I got some really good comments on my earlier post about the Cleveland lawyers who went after the parents who successfully represented their son in a claim against the school district. I focused on the fact that, usually, the child's interest is indistinguishable from the parents' interest, making it appropriate in most cases for the parent to do for the child what the parent would do for himself — and, in this case, it was to proceed without a lawyer. Comments to the contrary were good, and I don't necessarily disagree with them.
I guess the larger issue in my mind, which I didn't articulate, is the monopoly lawyers have given themselves over the legal system. The ostensible reason is the same one the Bar representative stated in the article I quoted from in my earlier post: namely, lawyers do it better, and poor little lay people can't be trusted in the big bad courts. This is false, at least to the first part of the statement, which assumes that lawyers are competent. In fact, that is often not the case.
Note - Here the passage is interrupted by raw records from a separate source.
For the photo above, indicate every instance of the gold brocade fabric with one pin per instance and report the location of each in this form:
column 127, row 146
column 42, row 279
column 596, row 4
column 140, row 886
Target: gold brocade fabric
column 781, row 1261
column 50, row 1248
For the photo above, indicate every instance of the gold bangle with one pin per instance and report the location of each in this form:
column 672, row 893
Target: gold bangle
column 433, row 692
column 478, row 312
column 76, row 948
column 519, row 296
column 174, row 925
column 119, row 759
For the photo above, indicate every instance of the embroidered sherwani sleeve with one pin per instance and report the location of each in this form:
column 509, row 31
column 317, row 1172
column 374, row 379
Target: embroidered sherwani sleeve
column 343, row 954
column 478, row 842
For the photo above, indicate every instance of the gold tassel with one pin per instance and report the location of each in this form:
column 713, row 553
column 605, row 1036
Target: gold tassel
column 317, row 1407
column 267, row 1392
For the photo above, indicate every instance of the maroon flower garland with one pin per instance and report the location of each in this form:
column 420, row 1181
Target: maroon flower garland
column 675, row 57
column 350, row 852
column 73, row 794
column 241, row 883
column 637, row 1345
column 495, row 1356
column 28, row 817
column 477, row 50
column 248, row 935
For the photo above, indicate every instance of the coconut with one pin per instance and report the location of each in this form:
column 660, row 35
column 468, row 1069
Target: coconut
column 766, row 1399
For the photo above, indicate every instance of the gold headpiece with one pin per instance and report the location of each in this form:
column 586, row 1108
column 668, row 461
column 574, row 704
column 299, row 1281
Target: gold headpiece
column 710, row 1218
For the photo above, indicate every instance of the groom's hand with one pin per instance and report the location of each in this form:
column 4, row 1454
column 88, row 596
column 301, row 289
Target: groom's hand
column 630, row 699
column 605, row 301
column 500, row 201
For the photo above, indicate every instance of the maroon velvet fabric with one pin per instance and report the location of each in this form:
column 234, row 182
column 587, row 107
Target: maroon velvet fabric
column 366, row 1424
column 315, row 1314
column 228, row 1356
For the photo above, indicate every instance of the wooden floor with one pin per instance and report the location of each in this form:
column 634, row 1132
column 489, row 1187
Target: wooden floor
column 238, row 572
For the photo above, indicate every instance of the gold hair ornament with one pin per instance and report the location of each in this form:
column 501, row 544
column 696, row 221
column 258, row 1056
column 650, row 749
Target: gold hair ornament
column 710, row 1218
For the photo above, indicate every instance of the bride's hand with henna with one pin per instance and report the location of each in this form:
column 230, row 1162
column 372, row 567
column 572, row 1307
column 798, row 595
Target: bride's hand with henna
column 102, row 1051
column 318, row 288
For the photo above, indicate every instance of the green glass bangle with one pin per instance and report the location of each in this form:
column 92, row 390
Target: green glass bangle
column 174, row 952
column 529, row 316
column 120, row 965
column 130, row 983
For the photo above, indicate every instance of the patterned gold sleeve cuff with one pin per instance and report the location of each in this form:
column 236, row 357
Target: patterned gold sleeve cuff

In my many years kicking around the legal system, I have known lawyers (all from reputable schools, all of whom passed their respective state bars) who were obsessive compulsive, or were cokeheads, or were alcoholics, or were utterly corrupt, or were pathologically lazy, or were complete idiots — and all of whom could not compare to even the most average competent legal assistant. I mention legal assistants because lawyers have been especially vicious in going after those legal assistants who worked in practice areas where 99% of the practice is filling out forms, and who realized that they could offer customers a "form filling out service" that bypassed the lawyer. Whew! Talk about all Hell breaking loose.
The fact is, lawyers have created a monopoly based on the fiction that they are always a wonderful choice. A real marketplace would be based on information. Mr. A is a graduate of a top law school, passed the bar, and works for a huge law firm. He's very expensive. Mr. B is an English major who spent 15 years at a huge law firm and specialized in filling out forms to evict non-paying tenants. He will help you fill out the forms, and you can represent yourself in Court — if that's what you want to do. Filling out eviction forms is all Mr. B knows, but he knows it incredibly well (which is not true for most lawyers). Mr. B charges half what Mr. A charges. Now you know the facts; you, the informed consumer, get to make the decision.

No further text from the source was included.